Cindy McCain is open to role in Biden administration, speaks on Capitol riot
Feb 21, 2021, 9:51 AM | Updated: Feb 22, 2021, 8:39 am
PHOENIX — Cindy McCain, the widow of former Sen. John McCain, has been a moderate voice in the Arizona Republican Party since the passing of her husband.
She has carried the spirit of bipartisanship that the Maverick embodied during his political tenure, even going as far as endorsing Democratic candidate Joe Biden for President.
“I thought about it a great deal and prayed about it and I could no longer sit back and yell at the television set and complain without doing something,” she told CBS correspondent Lee Cowen on CBS Sunday Morning.
Now, she could be in line to take a position in the Biden administration.
There have been discussions that McCain and former Sen. Jeff Flake could be candidates for roles as ambassadors to demonstrate a bipartisan stance on foreign policy under President Biden.
She was asked by Cowen if she would accept a role in the president’s administration.
“Of course I would,” McCain said. “You can’t turn down when a president says to you, ‘We need you.'”

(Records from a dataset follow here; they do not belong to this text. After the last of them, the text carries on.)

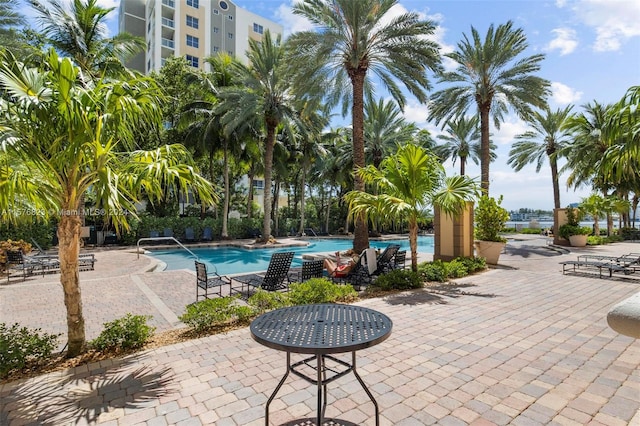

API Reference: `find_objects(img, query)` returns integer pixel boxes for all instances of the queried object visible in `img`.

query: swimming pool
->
[150,236,433,275]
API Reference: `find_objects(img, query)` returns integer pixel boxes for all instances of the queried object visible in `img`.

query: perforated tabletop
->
[250,304,393,355]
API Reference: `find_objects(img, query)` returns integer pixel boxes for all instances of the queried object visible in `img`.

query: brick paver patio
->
[0,238,640,426]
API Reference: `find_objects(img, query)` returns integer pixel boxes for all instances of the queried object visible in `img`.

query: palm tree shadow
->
[384,282,497,305]
[0,356,176,425]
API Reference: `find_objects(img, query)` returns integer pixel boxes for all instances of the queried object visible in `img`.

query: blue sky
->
[47,0,640,210]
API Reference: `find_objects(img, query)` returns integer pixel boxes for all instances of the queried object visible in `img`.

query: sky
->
[25,0,640,210]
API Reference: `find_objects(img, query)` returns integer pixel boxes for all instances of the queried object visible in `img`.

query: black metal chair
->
[373,244,400,275]
[196,260,231,302]
[393,250,407,269]
[289,259,324,282]
[6,250,45,282]
[231,251,294,297]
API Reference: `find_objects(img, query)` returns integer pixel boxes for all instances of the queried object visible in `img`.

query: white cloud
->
[546,28,578,56]
[573,0,640,52]
[551,81,582,105]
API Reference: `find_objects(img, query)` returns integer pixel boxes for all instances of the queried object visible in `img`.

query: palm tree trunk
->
[549,156,560,209]
[351,69,369,253]
[479,103,491,196]
[262,120,277,243]
[58,212,85,357]
[222,138,229,239]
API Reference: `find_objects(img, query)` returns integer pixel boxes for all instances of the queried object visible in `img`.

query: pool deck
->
[0,236,640,426]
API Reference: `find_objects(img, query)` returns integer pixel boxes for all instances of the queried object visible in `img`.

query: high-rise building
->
[119,0,283,73]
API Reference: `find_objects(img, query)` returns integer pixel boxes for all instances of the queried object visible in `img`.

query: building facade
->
[119,0,283,74]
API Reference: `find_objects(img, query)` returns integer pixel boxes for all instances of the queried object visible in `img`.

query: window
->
[185,55,200,68]
[187,15,200,29]
[187,34,200,48]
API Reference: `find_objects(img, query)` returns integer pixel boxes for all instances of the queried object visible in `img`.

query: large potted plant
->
[474,195,510,265]
[558,207,591,247]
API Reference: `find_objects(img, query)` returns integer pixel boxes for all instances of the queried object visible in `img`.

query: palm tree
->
[364,96,416,167]
[289,0,440,252]
[432,21,550,195]
[345,144,478,271]
[0,49,213,356]
[434,115,482,176]
[507,105,573,209]
[216,30,297,242]
[28,0,146,78]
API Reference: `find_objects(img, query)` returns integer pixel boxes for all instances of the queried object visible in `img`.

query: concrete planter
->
[475,241,507,265]
[569,235,588,247]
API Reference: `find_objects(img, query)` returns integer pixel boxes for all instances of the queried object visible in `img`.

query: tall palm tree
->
[434,115,480,176]
[345,144,477,271]
[0,50,213,356]
[290,0,440,251]
[217,31,297,242]
[431,21,550,195]
[507,105,573,209]
[364,96,417,167]
[28,0,146,78]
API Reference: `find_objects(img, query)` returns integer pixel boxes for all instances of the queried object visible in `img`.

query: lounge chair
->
[195,260,231,302]
[373,244,400,275]
[231,251,294,298]
[184,226,196,243]
[289,260,324,283]
[329,250,374,290]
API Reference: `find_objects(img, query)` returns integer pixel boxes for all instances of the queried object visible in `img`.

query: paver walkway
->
[0,240,640,426]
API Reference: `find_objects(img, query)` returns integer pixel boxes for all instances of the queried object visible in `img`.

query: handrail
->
[136,237,199,260]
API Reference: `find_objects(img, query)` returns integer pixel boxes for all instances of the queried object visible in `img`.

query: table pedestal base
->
[265,351,380,426]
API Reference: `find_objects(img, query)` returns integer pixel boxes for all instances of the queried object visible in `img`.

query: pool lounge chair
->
[231,251,294,298]
[195,260,231,302]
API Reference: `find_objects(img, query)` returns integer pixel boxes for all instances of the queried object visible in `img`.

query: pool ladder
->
[136,237,198,260]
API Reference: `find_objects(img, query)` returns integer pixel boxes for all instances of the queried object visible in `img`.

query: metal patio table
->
[250,304,393,426]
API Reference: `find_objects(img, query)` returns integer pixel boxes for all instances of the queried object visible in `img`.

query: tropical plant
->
[473,195,510,243]
[0,50,214,356]
[432,21,550,195]
[507,105,573,209]
[433,115,496,176]
[345,144,477,271]
[216,30,298,242]
[28,0,146,78]
[289,0,440,252]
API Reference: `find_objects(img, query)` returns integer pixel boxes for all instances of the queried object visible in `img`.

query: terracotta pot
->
[475,241,507,265]
[569,235,588,247]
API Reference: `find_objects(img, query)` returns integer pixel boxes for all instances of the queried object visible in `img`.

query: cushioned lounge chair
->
[231,251,294,298]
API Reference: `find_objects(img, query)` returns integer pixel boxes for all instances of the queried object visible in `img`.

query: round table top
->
[249,304,393,355]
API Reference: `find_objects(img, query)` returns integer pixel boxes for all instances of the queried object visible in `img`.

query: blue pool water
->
[151,236,433,275]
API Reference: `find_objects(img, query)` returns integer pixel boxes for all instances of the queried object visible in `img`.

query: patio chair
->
[231,251,294,298]
[329,250,374,290]
[6,250,45,282]
[289,259,324,283]
[373,244,400,275]
[202,226,213,241]
[195,260,231,302]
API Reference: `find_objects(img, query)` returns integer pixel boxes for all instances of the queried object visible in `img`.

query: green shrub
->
[247,289,290,314]
[89,313,155,351]
[289,278,358,305]
[369,269,423,290]
[418,260,447,283]
[0,323,60,377]
[179,297,236,333]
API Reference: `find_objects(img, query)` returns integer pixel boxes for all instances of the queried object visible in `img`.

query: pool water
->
[150,236,433,275]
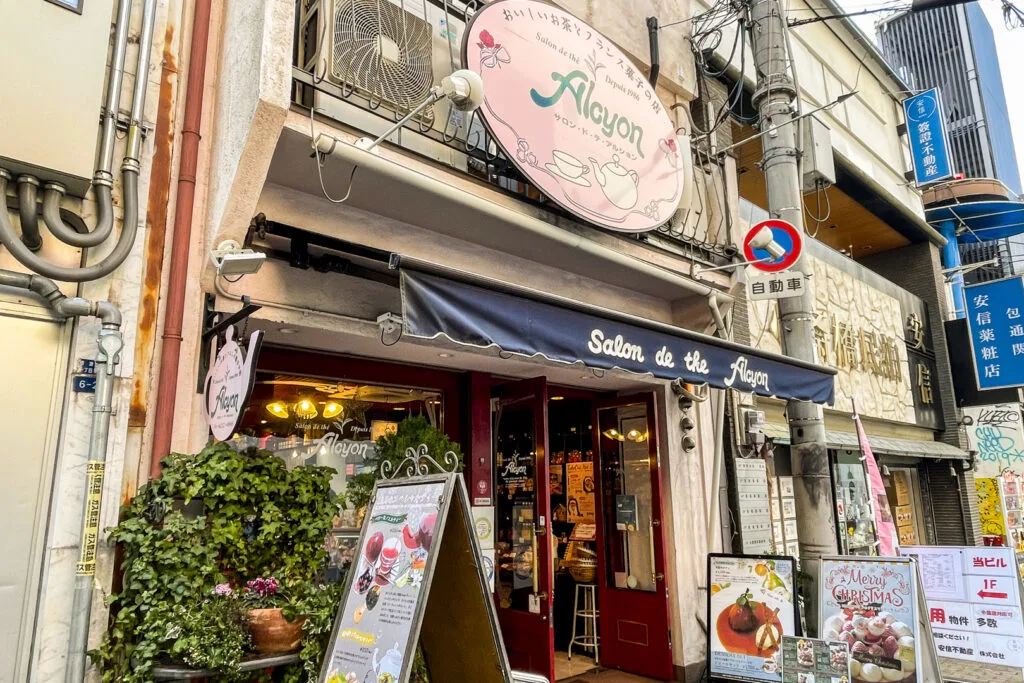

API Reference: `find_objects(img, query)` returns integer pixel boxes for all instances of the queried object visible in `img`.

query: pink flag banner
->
[853,413,898,557]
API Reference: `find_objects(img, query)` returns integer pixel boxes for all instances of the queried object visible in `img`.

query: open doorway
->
[493,378,673,681]
[548,390,601,680]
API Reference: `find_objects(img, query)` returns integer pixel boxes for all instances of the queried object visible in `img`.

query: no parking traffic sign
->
[743,218,804,272]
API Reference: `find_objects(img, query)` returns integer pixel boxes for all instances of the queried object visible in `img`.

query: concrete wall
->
[0,0,191,682]
[859,244,973,450]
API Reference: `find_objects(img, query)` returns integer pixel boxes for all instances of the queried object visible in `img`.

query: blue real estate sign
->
[903,88,953,185]
[965,278,1024,389]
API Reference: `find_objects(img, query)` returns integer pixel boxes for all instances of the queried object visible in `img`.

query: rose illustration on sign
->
[462,0,684,232]
[203,327,263,441]
[476,31,512,69]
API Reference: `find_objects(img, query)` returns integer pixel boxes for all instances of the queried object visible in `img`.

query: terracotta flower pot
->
[249,607,306,654]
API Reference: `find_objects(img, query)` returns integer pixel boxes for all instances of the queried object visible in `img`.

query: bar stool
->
[568,584,601,665]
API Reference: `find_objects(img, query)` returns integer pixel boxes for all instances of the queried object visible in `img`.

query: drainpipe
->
[939,220,967,317]
[647,16,662,88]
[0,270,123,683]
[0,0,148,283]
[150,0,211,477]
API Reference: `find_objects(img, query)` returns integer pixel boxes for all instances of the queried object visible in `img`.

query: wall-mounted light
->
[266,400,289,420]
[293,398,317,420]
[601,428,626,441]
[626,429,650,443]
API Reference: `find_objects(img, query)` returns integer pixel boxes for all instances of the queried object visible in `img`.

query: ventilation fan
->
[323,0,434,122]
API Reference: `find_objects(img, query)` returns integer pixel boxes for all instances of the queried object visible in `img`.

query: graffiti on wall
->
[964,403,1024,477]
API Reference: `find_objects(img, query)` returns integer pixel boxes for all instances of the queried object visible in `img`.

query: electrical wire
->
[1002,0,1024,31]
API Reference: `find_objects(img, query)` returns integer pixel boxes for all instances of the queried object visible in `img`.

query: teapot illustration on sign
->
[203,326,263,441]
[374,643,401,681]
[590,155,640,209]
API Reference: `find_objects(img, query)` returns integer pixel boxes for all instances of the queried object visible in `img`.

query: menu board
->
[900,546,1024,683]
[565,462,597,524]
[325,481,446,683]
[782,636,850,683]
[818,557,933,683]
[708,553,800,681]
[733,458,773,555]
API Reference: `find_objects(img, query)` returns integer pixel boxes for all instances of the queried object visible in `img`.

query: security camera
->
[441,69,483,112]
[750,225,785,261]
[210,240,266,278]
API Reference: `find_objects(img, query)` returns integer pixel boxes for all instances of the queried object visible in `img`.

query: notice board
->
[319,474,512,683]
[818,556,938,683]
[708,553,801,682]
[900,546,1024,683]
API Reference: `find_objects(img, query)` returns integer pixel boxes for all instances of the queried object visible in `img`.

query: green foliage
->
[345,417,463,510]
[170,595,249,680]
[282,584,344,683]
[90,443,337,683]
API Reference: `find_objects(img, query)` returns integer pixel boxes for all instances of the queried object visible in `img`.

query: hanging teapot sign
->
[462,0,684,232]
[203,326,263,441]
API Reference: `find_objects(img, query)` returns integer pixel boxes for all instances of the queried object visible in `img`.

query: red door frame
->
[592,393,675,681]
[494,377,555,683]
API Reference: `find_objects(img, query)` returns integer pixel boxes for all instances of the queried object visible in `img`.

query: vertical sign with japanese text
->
[903,88,953,185]
[965,276,1024,389]
[900,546,1024,683]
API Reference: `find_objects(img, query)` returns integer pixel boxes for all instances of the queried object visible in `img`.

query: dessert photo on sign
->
[710,558,796,680]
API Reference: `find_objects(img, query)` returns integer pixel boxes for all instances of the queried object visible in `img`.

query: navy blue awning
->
[401,269,836,403]
[925,200,1024,244]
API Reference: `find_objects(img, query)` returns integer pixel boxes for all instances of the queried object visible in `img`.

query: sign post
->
[964,276,1024,390]
[319,445,516,683]
[903,88,953,185]
[818,556,937,683]
[462,0,689,232]
[743,218,807,301]
[203,325,263,441]
[708,553,801,682]
[900,546,1024,683]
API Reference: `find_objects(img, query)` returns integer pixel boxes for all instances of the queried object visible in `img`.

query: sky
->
[839,0,1024,188]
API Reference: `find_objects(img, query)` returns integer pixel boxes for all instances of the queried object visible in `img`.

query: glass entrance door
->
[594,394,673,681]
[492,377,555,681]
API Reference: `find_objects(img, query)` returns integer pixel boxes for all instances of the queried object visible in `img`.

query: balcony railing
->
[292,0,728,262]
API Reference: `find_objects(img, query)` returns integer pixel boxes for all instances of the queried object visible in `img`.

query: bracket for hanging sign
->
[381,443,459,481]
[196,294,262,393]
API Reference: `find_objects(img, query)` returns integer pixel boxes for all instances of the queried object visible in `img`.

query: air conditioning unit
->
[299,0,438,128]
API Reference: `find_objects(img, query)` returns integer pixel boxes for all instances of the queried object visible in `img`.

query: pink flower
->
[246,577,278,598]
[476,31,501,49]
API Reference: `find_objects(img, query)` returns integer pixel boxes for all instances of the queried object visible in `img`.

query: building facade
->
[877,4,1024,282]
[0,0,991,681]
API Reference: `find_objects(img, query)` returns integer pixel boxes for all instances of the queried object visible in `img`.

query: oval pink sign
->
[462,0,683,232]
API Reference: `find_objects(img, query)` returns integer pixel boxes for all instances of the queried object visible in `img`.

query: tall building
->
[877,3,1024,282]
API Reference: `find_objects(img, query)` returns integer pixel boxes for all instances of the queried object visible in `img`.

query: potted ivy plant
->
[89,443,341,683]
[242,577,305,654]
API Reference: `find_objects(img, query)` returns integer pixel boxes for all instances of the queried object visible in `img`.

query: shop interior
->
[225,346,671,679]
[494,389,655,680]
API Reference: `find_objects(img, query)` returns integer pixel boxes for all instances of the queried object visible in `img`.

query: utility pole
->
[750,0,839,634]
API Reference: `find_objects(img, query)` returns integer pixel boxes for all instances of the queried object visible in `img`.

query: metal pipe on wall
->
[0,0,144,283]
[150,0,211,476]
[0,272,124,683]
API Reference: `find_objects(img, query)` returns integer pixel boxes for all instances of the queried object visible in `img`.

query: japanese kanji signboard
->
[746,272,806,301]
[903,88,953,185]
[900,546,1024,683]
[964,278,1024,389]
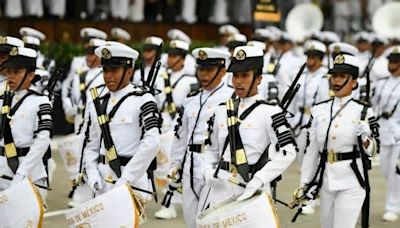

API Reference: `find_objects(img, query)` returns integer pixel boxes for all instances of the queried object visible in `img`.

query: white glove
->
[356,121,371,142]
[11,173,25,186]
[88,174,103,192]
[114,177,128,188]
[167,167,181,183]
[237,176,263,201]
[204,168,219,187]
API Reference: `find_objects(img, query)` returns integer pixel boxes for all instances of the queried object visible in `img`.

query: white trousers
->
[320,186,365,228]
[380,145,400,213]
[296,129,307,167]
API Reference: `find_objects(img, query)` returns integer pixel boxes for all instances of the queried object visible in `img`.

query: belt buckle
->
[229,163,238,177]
[328,150,337,164]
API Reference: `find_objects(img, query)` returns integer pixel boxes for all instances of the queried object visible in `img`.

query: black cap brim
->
[196,59,225,68]
[0,44,13,53]
[328,64,358,78]
[227,56,264,72]
[304,50,325,57]
[101,57,132,68]
[387,54,400,62]
[226,41,246,49]
[168,48,187,56]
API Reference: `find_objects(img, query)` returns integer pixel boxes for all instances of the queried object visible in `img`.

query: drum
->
[196,192,280,228]
[0,178,44,227]
[65,184,142,228]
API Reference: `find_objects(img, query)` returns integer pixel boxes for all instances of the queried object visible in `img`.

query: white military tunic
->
[0,90,53,190]
[372,76,400,213]
[84,84,160,199]
[171,82,233,228]
[204,95,296,206]
[155,68,198,132]
[301,95,377,228]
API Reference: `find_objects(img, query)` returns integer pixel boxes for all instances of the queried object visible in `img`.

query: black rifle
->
[0,82,19,173]
[45,66,65,101]
[143,43,163,202]
[90,87,121,178]
[353,51,374,228]
[143,43,163,94]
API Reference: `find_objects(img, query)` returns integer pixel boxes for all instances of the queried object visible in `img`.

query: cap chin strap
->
[168,59,179,70]
[117,67,128,90]
[196,65,223,88]
[390,64,400,75]
[246,70,256,97]
[15,69,28,91]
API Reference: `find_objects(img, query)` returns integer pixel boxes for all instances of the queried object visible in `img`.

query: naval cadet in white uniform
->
[84,45,161,200]
[0,47,53,196]
[301,54,379,228]
[372,46,400,222]
[204,46,297,207]
[171,48,233,228]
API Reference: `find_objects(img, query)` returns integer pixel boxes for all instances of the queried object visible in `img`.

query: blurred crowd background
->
[0,0,398,33]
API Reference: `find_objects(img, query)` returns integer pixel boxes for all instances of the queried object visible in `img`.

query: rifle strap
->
[4,90,34,174]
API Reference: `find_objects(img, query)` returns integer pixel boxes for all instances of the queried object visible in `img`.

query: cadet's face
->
[167,54,184,70]
[306,55,321,71]
[197,67,226,90]
[232,70,261,98]
[103,67,133,92]
[220,34,229,45]
[5,68,35,91]
[388,61,400,76]
[329,73,357,97]
[0,52,8,64]
[356,41,370,52]
[86,53,100,68]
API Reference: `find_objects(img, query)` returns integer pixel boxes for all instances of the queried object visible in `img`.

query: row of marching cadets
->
[0,41,53,227]
[2,21,399,227]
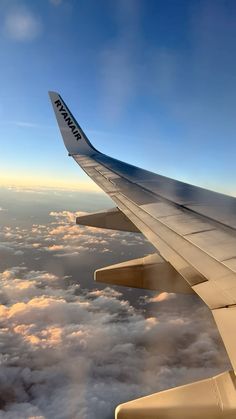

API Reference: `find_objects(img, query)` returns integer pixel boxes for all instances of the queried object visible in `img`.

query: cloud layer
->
[0,195,228,419]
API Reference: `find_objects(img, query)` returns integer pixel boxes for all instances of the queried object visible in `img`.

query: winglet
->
[49,92,98,156]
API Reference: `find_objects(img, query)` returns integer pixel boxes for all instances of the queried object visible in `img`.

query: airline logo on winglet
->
[54,99,82,141]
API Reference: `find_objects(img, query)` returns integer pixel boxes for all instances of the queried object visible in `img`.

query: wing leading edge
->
[49,92,236,418]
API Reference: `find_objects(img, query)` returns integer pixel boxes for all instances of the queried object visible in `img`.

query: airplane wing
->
[49,92,236,419]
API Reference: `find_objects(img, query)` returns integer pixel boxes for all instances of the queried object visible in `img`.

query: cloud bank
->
[0,199,228,419]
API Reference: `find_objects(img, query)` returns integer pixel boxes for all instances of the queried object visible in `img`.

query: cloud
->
[146,292,176,303]
[0,267,230,419]
[49,0,62,6]
[4,9,42,42]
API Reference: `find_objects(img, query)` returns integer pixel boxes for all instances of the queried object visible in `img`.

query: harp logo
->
[54,99,81,141]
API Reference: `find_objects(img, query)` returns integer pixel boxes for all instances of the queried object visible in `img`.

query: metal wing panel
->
[51,93,236,369]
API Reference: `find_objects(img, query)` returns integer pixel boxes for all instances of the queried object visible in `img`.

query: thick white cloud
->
[0,267,230,419]
[0,211,228,419]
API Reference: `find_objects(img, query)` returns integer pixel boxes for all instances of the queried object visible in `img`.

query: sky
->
[0,0,236,195]
[0,0,236,419]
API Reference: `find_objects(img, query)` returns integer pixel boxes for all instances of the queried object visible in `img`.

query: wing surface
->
[50,92,236,369]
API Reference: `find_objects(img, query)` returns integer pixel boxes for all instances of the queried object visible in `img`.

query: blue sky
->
[0,0,236,195]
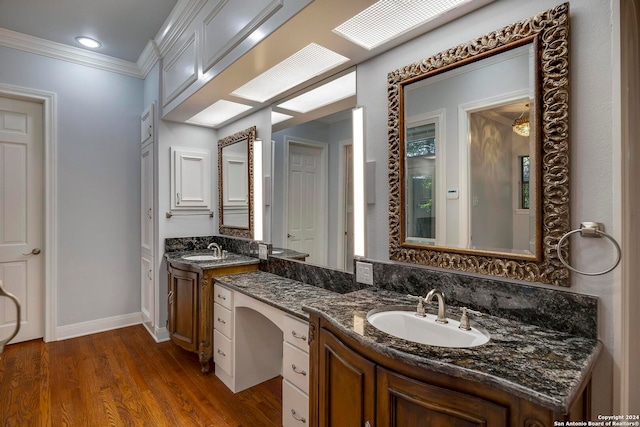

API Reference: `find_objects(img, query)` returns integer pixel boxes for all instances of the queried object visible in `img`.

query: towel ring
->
[556,222,622,276]
[0,280,20,358]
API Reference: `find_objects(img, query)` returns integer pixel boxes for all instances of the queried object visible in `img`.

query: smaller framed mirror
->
[218,126,257,239]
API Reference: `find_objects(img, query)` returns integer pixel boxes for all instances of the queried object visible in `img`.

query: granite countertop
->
[271,248,309,259]
[304,288,602,413]
[215,271,340,320]
[164,249,260,271]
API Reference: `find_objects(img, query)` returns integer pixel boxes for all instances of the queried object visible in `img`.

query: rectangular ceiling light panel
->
[271,111,293,125]
[232,43,349,102]
[187,99,252,126]
[333,0,471,50]
[278,71,356,113]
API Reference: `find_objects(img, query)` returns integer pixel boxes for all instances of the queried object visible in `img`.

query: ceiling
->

McCain said that the direction of the Republican Party needs to change and that the party needs to overcome being defined by former President Donald Trump.
She went on to say that her husband, in true Maverick spirit, would not have stood by as Trump supporters stormed the Capitol building on Jan. 6.
“Oh, oh, he would have gone in the halls and started fighting,” she said.
“He wouldn’t have hidden, I guarantee you. He wouldn’t have gone to the safe room.
“I’m not suggesting there was anything inappropriate with going to the safe room, but he was a fighter. He never would have stood by and let that happen, he just wouldn’t have done that.”